What would be so wrong with, say, dividing their time? This past winter had been brutal. Even Joy had to admit that. Why not keep an eye out for an apartment in L.A. where they could spend each spring semester? Okay, the college wouldn’t be thrilled by him going down to half-time, but before leaving on this trip, he’d floated the idea past the dean of faculty, who’d said that the school, rather than risk losing him entirely, would likely be flexible. Once they were back in L.A., Griffin could reestablish his contacts in the film world, and the money he’d make there would more than offset the loss of academic income. But for Joy settled wasn’t the same as settling . To her, settled just meant that they’d chosen wisely all those years ago. She happened to love the life they were living now; moreover, it was one they’d agreed on. And what would become of her full-time job when Griffin went to part-time? Was she expected to sit and watch while he had his middle-age meltdown?

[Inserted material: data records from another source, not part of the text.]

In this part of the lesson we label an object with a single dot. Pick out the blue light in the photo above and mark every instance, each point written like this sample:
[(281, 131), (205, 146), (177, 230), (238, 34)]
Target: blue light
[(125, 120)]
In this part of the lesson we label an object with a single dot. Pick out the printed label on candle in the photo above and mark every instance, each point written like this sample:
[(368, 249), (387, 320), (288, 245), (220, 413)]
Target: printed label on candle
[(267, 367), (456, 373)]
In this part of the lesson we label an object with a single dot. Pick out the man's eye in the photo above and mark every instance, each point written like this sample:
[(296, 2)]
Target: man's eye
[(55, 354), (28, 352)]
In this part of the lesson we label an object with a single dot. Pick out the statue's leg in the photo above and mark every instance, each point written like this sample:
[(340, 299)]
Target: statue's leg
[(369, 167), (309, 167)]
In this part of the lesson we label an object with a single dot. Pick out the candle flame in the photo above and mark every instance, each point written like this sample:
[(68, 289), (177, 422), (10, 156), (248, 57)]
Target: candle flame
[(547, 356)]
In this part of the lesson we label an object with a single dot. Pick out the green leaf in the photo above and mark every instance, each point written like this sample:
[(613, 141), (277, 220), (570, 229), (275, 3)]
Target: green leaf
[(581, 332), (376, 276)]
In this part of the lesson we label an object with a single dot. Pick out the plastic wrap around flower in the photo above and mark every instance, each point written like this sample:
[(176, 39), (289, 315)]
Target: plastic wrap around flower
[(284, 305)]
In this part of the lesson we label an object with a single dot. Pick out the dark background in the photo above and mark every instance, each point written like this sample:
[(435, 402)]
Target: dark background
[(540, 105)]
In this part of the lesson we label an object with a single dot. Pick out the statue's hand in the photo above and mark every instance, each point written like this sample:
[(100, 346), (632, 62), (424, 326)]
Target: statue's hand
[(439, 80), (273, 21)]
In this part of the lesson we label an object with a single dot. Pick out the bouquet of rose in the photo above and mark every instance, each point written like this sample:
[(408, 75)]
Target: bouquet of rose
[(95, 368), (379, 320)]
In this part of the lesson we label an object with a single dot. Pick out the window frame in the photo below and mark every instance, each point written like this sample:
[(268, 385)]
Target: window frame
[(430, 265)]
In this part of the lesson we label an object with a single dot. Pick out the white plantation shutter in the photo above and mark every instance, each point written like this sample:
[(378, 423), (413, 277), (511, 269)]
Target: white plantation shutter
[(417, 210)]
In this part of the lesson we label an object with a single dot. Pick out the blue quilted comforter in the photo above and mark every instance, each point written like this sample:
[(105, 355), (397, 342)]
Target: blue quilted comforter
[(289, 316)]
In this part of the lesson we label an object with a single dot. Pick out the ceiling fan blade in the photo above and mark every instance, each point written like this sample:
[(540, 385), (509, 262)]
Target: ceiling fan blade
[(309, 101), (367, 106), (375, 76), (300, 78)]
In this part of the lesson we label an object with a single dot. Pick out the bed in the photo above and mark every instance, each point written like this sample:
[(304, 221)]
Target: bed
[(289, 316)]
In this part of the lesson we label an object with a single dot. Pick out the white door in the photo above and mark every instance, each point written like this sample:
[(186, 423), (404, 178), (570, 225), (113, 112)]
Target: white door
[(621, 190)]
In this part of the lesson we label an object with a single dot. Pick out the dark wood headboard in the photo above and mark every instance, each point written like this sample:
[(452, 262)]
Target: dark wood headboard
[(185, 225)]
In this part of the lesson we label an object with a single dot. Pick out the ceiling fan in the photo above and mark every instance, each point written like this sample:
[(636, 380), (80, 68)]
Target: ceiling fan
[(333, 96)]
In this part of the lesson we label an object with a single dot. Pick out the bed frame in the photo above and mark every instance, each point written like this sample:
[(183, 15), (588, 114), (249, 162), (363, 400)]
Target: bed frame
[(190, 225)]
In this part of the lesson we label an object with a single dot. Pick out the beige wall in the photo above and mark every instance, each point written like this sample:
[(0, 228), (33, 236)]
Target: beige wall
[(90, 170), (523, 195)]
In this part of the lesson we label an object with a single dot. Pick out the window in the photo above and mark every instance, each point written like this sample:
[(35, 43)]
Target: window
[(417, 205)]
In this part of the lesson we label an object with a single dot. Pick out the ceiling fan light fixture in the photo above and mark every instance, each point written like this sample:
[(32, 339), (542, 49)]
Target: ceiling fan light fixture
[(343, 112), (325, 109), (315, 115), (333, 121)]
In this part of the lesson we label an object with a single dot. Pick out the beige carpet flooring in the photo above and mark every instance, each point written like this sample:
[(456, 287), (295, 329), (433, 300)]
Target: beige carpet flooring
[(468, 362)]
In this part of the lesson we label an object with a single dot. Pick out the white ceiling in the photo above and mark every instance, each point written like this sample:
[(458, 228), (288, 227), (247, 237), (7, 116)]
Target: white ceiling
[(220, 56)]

Thus far, Griffin had held his own. He’d always wielded superior rhetorical skills (Do you ever win an argument with this guy?) and over the last decade he’d honed them further in the classroom. But admit it, he wasn’t on his game. He never should’ve allowed their dispute to expand beyond her and Tommy, and even to his own ears, his voice, though he was careful not to raise it, sounded shrill, almost desperate. Usually, by this point Joy would have become frustrated and given in, yet the quarrel ground on. It was like a poker game where the wagering suddenly accelerated, each player raising instead of calling, then raising again, until all the blue chips were in the center of the table, more than either could afford to lose, or, maybe, in this case, to win. His father’s death, she kept insisting, was the true source of his current malaise, and her steadfast refusal to surrender this causal linkage had thrown him off his stride. Truth be told, the chronology did give him pause, because the idea of returning to L.A. had taken root not long after his father’s car was found at the turnpike rest stop. Since then he’d become more aggressive about looking for film work, checking with Sid every couple of weeks to see if he’d heard of any assignments he might be right for. He never made those calls when Joy was around, but of course they’d showed up on their long-distance bill, and she’d put two and two together. And he couldn’t really blame her for being angry that he’d sent up a trial balloon with the dean of faculty before broaching the subject with her. Why had he done that? Because he’d been pretty sure she’d hate the idea, maybe even veto it preemptively. So he’d gone ahead without her.

Reluctantly, Griffin was forced to entertain the possibility that he was in the wrong. Maybe her case against him wasn’t airtight, but it was fundamentally sturdy, whereas his defense against her accusations was merely skillful, artifice teetering on the head of a pin. Panicking, he’d tried to retreat to more solid ground. If he had a few secrets about phone calls to his agent and conversations with his dean, what about the whopper she’d been keeping all these years? He wasn’t the one who’d fallen in love with somebody else; she had. And indeed it was this knowledge, the details of it, that kept playing on a loop through his brain, like a pivotal scene in a script (yes, Joy would hate the metaphor, but there you were) that was out of kilter, jeopardizing the whole.

INT. TASTEFUL B &B ROOM: NIGHT.

A man (mid-fifties, slender and moderately good-looking despite his receding hairline) is peering out the window, but his haggard face is reflected back at him in the glass. A woman his age, beautiful but despondent, is seated on the four-poster bed, her head in her hands. Clearly, they’re arguing and have been for some time.